Were you too bullish or bearish in 2023? It is always challenging to predict the future, especially in the complex world of financial markets. Well, it is that time of the year again. Investors are taking out their crystal balls to set up their portfolios for 2024, but many are wary after the unexpected turn of events that materialized over the past year.
Damn it! Some of Wall Street’s most famous analysts got it wrong in 2023. I have no doubt that they are all remarkable people. They will probably get it right this year. Nobody knows me although I was bullish on the risk assets last year resulting in positive outcomes.

The convergence of major global elections that account for almost half of the world’s population in 2024 adds an additional layer of complexity to the investment landscape. Geopolitical tensions and policy changes resulting from these elections can significantly impact financial markets and investor sentiment in the coming months.
Guess what? The only thing that can be said with high certainty about the year ahead is that the markets will be different from 2023. Rising rate cut expectations have rippled through the capital markets, weighing on yields and the dollar, while boosting the attractiveness of risk-assets. The boat is starting to load heavily to one side. I’m bullish although it will not be as easy as it was in 2023.

Instead of making many predictions, the plan here is to monitor the fundamentals, sentiment, and price action to manage exposure actively. Navigating 2024 will require maximum focus, flexibility, and adaptability. Enjoy the fun ride.
With social media all around us, investors get so many opinions and so quickly. In the short term, emotion trumps everything else. Beware of extreme predictions, whether overly optimistic or pessimistic which often carry a high level of uncertainty and risk.
One thing I learned from my decades of experience in global financial markets is that rational investors should never over-react to anything. For those who are always obsessed with the US dollar, it is not going to “collapse” this year.
People generally don’t want to own assets that haven’t done well, and everyone wants to own assets that have done really well. This desire often causes trends that are already going strong to get a little extra boost – performance chasing. This happens even though both the bull and bear arguments are well understood.

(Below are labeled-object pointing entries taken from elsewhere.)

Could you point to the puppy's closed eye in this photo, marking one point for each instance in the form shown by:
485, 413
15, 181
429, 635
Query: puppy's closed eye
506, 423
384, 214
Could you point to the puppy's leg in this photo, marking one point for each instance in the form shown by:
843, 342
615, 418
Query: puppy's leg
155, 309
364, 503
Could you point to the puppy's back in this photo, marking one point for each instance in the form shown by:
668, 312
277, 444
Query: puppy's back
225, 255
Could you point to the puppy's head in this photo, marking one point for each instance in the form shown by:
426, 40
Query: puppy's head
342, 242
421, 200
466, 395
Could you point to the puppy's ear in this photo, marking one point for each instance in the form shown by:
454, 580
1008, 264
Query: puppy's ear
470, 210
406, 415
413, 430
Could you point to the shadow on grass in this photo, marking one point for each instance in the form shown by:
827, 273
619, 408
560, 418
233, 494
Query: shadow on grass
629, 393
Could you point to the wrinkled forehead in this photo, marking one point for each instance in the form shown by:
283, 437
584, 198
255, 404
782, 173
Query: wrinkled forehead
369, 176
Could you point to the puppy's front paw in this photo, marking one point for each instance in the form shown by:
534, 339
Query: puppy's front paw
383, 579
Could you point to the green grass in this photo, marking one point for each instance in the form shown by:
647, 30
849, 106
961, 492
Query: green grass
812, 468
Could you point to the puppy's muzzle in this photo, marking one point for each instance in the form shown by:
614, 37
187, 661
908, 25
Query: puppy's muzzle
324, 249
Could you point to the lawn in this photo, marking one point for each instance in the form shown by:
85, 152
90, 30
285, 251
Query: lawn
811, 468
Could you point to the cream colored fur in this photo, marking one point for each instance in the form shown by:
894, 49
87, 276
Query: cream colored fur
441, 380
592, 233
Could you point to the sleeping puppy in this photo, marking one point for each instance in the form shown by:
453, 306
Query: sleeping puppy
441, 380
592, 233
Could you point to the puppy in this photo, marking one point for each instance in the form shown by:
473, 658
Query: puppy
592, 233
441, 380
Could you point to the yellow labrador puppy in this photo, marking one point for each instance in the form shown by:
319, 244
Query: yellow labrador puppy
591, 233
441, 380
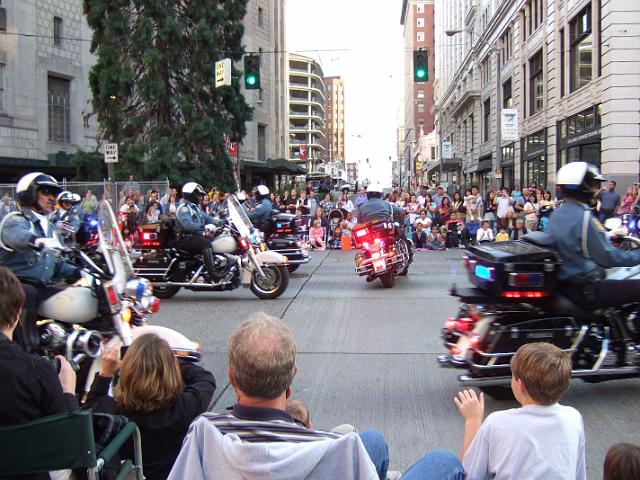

Let me also share with you a story about a bank run in Hong Kong in the early 1980s. It was caused by a long line in front of a pastry shop that just so happened to be right next to a bank. People assumed the line was for depositors taking their money out of the bank, word spread and soon the bank run was on for no other reason than the herd mentality.
Oops! Before I hit the “panic” button, my apologies for the attention-grabbing title of this post.